The 2009 cash for influence scandal (also cash for amendments or cash for laws) was a political scandal in the United Kingdom in 2009 concerning four Labour Party Life peers offering to help make amendments to legislation for up to £120,000. The Lords Privileges Committee recommended the two men be suspended from the House for up to six months after an investigation into allegations made against four Labour peers. Lord Taylor of Blackburn was suspended as a Labour Party member pending the investigation while Lord Truscott quit the party. On 20 May, the House of Lords considered the report of the Privileges Committee and voted to suspend Lord Taylor and Lord Truscott for six months.

The suspensions were the first since Oliver Cromwell’s era in the 1640s. The previous member to be suspended from the House of Lords is believed to have been Thomas Savile, who was barred in 1642 for siding with King Charles I.

==Allegations==

The allegations were made by The Sunday Times Insight team in an article published on Sunday, 25 January 2009. In a series of covert interviews, the four peers stated that they could use their political influence to amend legislation. The individuals concerned were Lord Snape, Lord Moonie, Lord Taylor of Blackburn and Lord Truscott. Six other peers either declined to help or did not respond to the undercover reporters' approach.

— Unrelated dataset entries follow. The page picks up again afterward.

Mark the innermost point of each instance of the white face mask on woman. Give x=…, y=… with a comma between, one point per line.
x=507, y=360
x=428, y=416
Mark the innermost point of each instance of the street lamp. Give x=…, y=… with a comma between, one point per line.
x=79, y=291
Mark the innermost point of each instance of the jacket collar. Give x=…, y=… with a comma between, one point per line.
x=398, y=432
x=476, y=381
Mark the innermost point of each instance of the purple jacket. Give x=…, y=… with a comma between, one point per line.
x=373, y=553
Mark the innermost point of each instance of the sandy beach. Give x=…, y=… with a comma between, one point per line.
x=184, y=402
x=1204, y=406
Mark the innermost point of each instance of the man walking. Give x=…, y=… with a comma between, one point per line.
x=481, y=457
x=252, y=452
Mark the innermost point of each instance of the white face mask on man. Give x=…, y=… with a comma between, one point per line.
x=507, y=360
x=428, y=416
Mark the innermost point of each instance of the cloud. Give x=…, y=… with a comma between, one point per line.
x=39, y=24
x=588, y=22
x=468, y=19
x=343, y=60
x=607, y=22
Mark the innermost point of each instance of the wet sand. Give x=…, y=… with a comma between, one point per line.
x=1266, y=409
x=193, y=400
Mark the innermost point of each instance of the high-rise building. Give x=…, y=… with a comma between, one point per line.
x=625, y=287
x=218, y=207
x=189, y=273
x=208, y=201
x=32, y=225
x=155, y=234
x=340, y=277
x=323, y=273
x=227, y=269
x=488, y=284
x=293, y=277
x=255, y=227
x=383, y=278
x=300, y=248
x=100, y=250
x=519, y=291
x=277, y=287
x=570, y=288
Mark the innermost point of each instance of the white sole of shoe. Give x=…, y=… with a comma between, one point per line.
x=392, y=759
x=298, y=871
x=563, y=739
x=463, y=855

The newspaper claimed its reporters approached the four peers masquerading as lobbyists acting for an unnamed company. The firm, they said, wanted to set up a chain of shops in the UK and were seeking exemption from current laws on business rates.

A recording was later released of Lord Taylor saying firms paid him up to £100,000 a year. Lord Taylor tells an undercover reporter: "Some companies that I work with would pay me £100,000 a year." When the reporter questions it, he adds: "That's cheap for what I do for them. And other companies would pay me £25,000."

On 30 January, The Sunday Times released further material via their website containing audio and video purporting to show Lord Truscott describing how the passage of legislation in both the House of Commons and House of Lords could be influenced and what part he could play in successfully facilitating amendments on behalf of paying clients.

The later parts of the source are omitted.